La Repubblica islamica governa attraverso l’apartheid di genere e il razzismo di stato. Si regge solo grazie al dispiegamento sfrenato di un sistema di polizia che agisce secondo criteri razziali nei confronti delle popolazioni che vuole tenere sotto controllo. Tutte queste tecniche permeano l’economia coloniale globale. Le vite non contano: questa realtà è emersa con evidenza in Francia nel giugno 2023 con l’omicidio di Nahel, l’adolescente ucciso a Nanterre da un poliziotto durante un controllo stradale, e la sanguinosa repressione delle rivolte che ne sono seguite. La ritroviamo a tutti i livelli: dalle coste del Mediterraneo, dove i respingimenti dei migranti hanno trasformato il mare in un cimitero, ai sobborghi delle città europee, e anche a Mayotte e nella Guyana francese, in Brasile, Palestina, Sudan, Libano, Afghanistan e Iran.

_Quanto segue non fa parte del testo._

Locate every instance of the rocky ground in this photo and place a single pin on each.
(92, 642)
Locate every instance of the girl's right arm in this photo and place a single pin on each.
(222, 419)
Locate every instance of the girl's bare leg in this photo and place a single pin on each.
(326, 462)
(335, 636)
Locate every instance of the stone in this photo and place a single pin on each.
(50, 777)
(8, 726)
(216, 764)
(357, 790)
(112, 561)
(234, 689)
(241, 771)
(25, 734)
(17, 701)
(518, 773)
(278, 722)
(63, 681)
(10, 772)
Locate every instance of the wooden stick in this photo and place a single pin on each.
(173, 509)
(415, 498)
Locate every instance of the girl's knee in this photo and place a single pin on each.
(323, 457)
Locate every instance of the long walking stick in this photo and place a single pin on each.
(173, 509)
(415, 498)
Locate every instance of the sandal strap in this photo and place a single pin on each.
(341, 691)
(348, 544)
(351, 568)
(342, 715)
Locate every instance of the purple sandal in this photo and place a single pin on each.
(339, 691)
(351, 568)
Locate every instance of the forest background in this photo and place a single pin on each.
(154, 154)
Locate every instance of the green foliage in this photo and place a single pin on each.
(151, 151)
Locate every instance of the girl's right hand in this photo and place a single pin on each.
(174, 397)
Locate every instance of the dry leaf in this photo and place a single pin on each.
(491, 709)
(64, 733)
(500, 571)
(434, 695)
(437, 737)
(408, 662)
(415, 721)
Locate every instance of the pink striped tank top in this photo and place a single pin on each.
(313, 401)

Il nucleo del femminismo che difendiamo è la lotta contro questo susseguirsi ininterrotto di violenza e disumanizzazione in atto nel capitalismo. Finché non faremo sentire la nostra voce, il femminismo rimarrà monopolizzato a favore di un discorso che legittima questo ordine. È successo un anno fa: le potenze occidentali hanno espresso grande ammirazione per il “coraggio delle donne iraniane”, mentre stendevano il tappeto rosso a un femminismo liberale, islamofobico e transfobico, attento a separare la lotta per i diritti delle donne dalle lotte contro tutte le oppressioni denunciate dalla rivolta iraniana. Oggi quegli stessi governi occidentali, nei loro giochi di potere internazionali approfittano della destabilizzazione della Repubblica islamica causata dalle proteste di piazza per abbandonare il paese a spaventose ondate di esecuzioni, arresti e torture. Non è mai stato così chiaro che l’emancipazione dei popoli è una questione inesistente sulla scena internazionale. Ecco perché il silenzio femminista non è un’opzione e l’ignoranza non è una scusa.

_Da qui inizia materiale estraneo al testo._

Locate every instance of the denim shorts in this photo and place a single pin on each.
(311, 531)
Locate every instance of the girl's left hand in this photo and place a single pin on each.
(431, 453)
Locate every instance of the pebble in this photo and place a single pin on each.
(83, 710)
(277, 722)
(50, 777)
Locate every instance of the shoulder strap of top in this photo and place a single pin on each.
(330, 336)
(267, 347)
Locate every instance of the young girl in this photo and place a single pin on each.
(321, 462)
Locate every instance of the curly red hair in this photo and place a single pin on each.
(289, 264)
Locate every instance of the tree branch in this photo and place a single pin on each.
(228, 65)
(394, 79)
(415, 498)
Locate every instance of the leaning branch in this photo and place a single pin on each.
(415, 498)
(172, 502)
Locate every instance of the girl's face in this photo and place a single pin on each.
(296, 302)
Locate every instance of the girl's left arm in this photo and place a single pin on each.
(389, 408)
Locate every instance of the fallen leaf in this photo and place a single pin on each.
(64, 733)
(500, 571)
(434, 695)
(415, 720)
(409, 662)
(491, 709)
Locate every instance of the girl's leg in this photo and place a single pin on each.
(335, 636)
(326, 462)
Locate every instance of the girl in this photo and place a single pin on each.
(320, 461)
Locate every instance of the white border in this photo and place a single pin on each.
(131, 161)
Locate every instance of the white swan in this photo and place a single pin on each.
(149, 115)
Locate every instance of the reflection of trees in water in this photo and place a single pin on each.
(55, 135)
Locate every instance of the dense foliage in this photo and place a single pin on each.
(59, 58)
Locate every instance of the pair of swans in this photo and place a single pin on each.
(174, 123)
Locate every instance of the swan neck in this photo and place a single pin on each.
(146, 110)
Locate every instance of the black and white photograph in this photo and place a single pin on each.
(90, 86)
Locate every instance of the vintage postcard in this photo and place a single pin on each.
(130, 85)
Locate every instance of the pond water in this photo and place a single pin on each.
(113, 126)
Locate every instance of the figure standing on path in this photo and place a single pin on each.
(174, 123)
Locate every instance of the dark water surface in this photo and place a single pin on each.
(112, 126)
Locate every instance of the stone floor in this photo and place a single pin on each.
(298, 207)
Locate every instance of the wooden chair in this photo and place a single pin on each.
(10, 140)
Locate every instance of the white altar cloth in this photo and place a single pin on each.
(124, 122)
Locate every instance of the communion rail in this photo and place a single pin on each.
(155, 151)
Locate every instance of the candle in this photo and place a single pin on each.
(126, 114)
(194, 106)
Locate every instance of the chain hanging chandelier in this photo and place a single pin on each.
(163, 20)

Anche se i percorsi della rivoluzione non si possono decidere a tavolino, è comunque essenziale scambiare conoscenze e competenze con la resistenza locale, mantenere reti di solidarietà concreta e tessere la trama di un popolo mobilitato su scala globale. Abbiamo urgentemente bisogno di imparare dalla resistenza e dai metodi del movimento Donna*, vita, libertà e di sostenere i nostri compagni e le nostre compagne iraniane di fronte alla repressione. Perché qui, come laggiù, abbiamo a che fare, in modi diversi, con apparati statali nelle mani di frange radicalizzate della borghesia, la cui retorica, religiosa o laica, nasconde sempre meno un progetto simile e concorrente di acquisizione della ricchezza e di sfruttamento di tutti gli esseri viventi. Oggi, dopo un anno di lotte sociali in Francia e in Iran, noi attiviste di diverse organizzazioni, unite da preoccupazioni femministe anticapitaliste, sappiamo quanto sia estenuante la lotta nell’attuale equilibrio di potere. Questo esaurimento è parte integrante delle tecniche di governo contro i popoli. Siamo collettivamente gettati nel caos climatico, il nostro futuro ipotecato dalle catastrofi, il nostro presente soffocato dallo stress, dalla repressione, dalle profilazioni razziali, i corpi esauriti dal lavoro, dalla povertà, dall’illegalità, dalla mancanza di cure e di considerazione. Non ci è mai stato così chiaro che la retorica sulla sicurezza che ci viene propinata quotidianamente dai mezzi d’informazione di proprietà di un’oligarchia reazionaria riguarda in realtà la sicurezza dei campi da golf. Sicurezza per il capitale fino a che il mondo crepa.

Questa constatazione non deve farci perdere di vista il fatto che non solo è necessario, ma anche possibile organizzare le nostre forze e cambiare il corso degli eventi. È una svolta stretta, non facile, ma fattibile. E cominciamo affermando che consiste, dalla nostra posizione, nel far uscire urgentemente il femminismo europeo dalla sua negazione, nell’affrontare e combattere di petto la sua storia coloniale e nell’orientare le nostre pratiche verso la solidarietà e la riflessione transnazionale.

La rivoluzione iraniana non solo si oppone alle politiche mortificanti della Repubblica islamica, ma delinea un progetto per una società postcapitalista che si basa sulla solidarietà e sull’emancipazione. È una lezione di movimento, di reinvenzione politica e teorica, ed è per questo che la lotta iraniana è la lotta delle femministe e dei movimenti delle donne di tutto il mondo. Donna*, vita, libertà.”